1 Introduction

Many neuroscientists and philosophers today think of dreamless sleep (see glossary) as a blackout state in which consciousness is entirely absent. Indeed, they often appeal to this apparent fact in order to define consciousness:

Everybody knows what consciousness is: it is what vanishes every night when we fall into a dreamless sleep and reappears when we wake up or when we dream. (Tononi 2008, p. 216)

Consciousness consists of inner, qualitative, subjective states and processes of sentience and awareness. Consciousness, so defined, begins when we wake in the morning from a dreamless sleep and continues until we fall asleep again, die, go into a coma, or otherwise become “unconscious”. (Searle 2000, p. 559)

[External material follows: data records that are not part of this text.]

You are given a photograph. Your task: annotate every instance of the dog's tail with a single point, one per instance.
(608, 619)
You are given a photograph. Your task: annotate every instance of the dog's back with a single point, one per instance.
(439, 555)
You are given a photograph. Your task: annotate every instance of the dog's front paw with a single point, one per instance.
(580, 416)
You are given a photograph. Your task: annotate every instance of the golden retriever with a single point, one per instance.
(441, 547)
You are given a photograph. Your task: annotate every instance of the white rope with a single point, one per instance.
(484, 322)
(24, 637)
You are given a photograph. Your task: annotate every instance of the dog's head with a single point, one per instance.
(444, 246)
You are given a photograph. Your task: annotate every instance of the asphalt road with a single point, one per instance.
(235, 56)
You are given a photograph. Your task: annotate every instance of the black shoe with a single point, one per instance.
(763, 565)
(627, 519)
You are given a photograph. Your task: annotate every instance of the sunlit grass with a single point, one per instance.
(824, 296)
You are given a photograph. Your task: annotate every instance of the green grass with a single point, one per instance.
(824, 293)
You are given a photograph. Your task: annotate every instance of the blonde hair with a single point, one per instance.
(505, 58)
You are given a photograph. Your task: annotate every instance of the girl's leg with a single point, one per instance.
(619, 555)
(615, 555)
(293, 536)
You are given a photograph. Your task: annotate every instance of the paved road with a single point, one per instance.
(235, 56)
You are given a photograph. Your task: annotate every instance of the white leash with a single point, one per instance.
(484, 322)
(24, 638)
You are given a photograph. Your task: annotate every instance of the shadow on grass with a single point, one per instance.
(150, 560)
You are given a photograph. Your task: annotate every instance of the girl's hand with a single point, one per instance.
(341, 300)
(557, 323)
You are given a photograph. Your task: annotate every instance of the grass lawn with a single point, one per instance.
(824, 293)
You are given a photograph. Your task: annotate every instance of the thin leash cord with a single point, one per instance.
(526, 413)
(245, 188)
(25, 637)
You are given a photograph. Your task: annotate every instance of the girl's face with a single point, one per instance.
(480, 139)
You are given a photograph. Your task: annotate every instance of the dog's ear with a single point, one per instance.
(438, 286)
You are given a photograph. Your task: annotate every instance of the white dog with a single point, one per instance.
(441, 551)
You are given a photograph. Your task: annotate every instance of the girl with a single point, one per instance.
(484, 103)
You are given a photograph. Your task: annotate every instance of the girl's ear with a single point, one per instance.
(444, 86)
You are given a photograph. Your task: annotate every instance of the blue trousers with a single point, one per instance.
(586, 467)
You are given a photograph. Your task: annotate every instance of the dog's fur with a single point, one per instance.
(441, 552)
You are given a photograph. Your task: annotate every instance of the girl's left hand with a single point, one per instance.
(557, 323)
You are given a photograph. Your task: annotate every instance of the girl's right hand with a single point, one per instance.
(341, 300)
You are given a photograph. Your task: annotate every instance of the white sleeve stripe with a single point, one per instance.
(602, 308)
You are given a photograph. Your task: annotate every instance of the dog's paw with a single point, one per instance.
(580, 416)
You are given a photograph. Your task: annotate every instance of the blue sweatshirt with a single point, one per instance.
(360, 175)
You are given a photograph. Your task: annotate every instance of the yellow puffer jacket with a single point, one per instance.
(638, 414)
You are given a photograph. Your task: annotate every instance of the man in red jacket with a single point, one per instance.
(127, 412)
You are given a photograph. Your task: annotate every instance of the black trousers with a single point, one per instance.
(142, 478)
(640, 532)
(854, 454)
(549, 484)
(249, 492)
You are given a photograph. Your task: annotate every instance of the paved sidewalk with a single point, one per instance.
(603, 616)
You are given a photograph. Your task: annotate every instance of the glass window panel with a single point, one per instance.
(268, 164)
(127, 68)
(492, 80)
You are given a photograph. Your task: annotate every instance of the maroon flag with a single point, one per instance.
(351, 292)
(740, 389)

I will call the view that consciousness vanishes or ceases in dreamless sleep the default view of the relationship between consciousness and dreamless sleep. One aim of this paper is to argue that the default view is not as obvious or strong as it is often thought to be. Another aim is to propose that we need a finer taxonomy of sleep states than that which sleep science currently employs, in order to allow for the possibility of states or phases of dreamless sleep in which consciousness is present. There are forceful reasons, if not decisive ones, for describing certain kinds of dreamless sleep as modes of consciousness rather than as the absence of consciousness. These reasons derive from the debate about dreamless sleep between the Advaita Vedānta and Nyāya schools of Indian philosophy (see glossary). Examining this debate in the light of cognitive science raises important conceptual and methodological issues for the cognitive neuroscience of consciousness. Furthermore, considerations about sleep drawn from Indian philosophy suggest new experimental questions and protocols for the cognitive neuroscience of sleep and consciousness. By weaving together these different traditions—Western cognitive science and Indian philosophy—I hope to show the value of cross-cultural philosophy of mind for cognitive science.